社長に求愛されました
ちえりの父親はちえりが小学生の頃、突然家を出て行った。
そしてそれから女手ひとつで育ててくれた母親は、中学の頃、病気で亡くなった。
そのふたつの別れはちえりに深い傷を残し、今もそれは塞がる事なく、塞ぐ暇もなく、ここまで過ごしてきたのだ。
いて当たり前の存在、いつも傍にいて欲しい存在。愛しい、大切な存在。
自分にとってそんな存在がある日急にいなくなる。
考えただけでもツラく悲しい事を、ちえりは大人になる前にもう二度も経験している。
だからこそ、自分にとって大切な人を増やすのが怖かったのだ。
「付き合うとか、恋人とか……関係を言葉にした時点で自分の中に決定づけられちゃう感じがするんです。
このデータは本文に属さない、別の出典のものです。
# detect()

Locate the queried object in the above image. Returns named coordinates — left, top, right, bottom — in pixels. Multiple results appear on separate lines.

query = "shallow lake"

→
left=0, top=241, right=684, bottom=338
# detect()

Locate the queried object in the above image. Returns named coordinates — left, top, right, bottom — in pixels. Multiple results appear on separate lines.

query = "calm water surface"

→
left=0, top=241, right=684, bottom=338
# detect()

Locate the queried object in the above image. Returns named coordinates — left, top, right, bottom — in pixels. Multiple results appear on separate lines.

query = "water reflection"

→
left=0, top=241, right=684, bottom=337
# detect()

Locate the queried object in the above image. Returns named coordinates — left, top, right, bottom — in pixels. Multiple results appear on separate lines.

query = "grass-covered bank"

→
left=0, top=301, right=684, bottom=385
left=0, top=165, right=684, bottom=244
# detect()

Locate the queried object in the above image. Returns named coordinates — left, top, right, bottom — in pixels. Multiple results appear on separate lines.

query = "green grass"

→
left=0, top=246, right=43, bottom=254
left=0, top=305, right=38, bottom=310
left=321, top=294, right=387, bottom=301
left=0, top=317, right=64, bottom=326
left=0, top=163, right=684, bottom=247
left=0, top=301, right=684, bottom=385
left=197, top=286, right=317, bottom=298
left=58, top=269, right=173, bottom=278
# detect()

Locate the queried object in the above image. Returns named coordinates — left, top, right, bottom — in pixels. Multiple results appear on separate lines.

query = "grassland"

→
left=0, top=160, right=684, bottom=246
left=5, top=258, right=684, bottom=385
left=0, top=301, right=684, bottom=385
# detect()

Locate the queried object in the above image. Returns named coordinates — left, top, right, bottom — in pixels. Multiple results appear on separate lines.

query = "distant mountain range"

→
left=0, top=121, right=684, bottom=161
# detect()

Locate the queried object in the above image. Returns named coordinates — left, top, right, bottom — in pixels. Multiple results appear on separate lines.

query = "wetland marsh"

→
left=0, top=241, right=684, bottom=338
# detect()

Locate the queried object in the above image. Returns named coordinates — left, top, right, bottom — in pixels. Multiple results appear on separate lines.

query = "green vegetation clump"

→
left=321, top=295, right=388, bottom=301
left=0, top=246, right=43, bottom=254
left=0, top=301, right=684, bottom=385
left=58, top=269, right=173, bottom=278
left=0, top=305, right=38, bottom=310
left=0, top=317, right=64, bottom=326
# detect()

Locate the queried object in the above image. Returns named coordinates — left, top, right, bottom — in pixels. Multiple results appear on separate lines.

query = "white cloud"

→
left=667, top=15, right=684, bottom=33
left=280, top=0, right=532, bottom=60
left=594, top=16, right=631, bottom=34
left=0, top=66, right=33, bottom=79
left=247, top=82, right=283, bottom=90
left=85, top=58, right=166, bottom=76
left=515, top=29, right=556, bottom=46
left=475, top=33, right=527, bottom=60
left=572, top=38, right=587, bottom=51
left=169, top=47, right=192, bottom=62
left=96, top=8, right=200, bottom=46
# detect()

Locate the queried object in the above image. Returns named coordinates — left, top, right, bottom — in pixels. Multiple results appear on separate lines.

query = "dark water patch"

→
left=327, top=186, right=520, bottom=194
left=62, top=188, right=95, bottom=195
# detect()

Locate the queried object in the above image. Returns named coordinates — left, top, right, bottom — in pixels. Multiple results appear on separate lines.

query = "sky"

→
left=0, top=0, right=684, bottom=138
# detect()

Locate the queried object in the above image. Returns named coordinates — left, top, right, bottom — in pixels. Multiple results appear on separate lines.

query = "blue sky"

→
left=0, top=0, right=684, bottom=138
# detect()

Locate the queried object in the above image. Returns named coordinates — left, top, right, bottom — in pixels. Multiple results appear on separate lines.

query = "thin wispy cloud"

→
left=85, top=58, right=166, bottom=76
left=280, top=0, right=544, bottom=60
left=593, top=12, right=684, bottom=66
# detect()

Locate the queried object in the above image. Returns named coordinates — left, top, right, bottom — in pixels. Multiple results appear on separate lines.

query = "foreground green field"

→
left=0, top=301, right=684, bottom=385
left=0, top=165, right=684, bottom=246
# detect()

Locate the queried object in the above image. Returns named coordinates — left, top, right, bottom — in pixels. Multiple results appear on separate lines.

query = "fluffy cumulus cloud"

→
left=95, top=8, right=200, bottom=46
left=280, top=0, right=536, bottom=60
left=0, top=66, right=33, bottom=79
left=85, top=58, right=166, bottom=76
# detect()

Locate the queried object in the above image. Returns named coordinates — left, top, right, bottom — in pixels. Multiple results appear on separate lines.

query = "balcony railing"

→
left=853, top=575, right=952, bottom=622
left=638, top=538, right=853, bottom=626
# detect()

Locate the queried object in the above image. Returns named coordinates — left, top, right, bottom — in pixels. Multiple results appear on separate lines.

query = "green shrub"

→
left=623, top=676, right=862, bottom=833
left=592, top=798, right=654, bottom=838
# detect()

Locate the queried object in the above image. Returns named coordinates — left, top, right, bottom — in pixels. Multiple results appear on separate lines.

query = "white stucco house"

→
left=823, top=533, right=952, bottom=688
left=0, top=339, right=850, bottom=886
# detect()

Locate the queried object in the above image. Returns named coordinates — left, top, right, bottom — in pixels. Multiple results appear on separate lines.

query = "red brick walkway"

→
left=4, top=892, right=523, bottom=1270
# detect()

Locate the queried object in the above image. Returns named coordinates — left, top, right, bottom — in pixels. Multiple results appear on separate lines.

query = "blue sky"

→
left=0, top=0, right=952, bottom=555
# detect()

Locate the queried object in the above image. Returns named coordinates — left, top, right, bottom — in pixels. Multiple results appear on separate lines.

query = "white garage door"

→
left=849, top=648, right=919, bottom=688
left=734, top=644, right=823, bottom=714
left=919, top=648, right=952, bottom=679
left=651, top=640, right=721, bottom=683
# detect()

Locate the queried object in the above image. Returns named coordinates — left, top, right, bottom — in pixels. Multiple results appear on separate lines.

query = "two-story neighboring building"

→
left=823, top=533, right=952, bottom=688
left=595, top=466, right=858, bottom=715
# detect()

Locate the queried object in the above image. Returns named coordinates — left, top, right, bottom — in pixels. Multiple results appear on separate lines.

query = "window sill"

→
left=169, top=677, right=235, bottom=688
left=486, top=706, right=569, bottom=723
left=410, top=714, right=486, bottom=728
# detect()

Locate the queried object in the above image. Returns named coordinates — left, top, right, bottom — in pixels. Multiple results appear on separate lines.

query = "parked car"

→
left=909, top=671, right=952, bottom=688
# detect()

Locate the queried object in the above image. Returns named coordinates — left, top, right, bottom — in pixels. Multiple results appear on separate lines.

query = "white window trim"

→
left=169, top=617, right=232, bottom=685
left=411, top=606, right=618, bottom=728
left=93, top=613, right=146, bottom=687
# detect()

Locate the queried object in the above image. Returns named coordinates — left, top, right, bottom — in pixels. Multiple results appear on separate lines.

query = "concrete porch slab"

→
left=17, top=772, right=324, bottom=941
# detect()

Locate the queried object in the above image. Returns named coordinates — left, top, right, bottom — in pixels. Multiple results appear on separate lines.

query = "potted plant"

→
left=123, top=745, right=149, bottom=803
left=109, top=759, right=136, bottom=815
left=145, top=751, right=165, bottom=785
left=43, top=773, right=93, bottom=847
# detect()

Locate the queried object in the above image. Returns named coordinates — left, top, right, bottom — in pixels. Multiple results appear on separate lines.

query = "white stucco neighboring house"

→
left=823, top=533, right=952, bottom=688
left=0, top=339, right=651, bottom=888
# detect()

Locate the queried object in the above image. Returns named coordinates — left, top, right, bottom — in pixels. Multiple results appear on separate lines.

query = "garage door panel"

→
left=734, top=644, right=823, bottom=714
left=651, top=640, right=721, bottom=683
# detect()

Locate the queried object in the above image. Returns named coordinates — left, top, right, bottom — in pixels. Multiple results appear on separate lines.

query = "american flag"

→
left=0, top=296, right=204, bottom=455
だから、きちんとした関係になるのが怖かったし今までもそういう理由で誰かと深い関係になったりした事なくて。
一度だけ、母親代わりに育ててくれたおばさんが、年頃なのにってあまりに心配するから適当な相手と付き合った事はありますけど……。
その人と付き合うのと社長と付き合うのは、わけが違うから」
だから、怖かったんです。
両親の事も含め、そうゆっくりと話したちえりを、綾子は黙ったまま見ていた。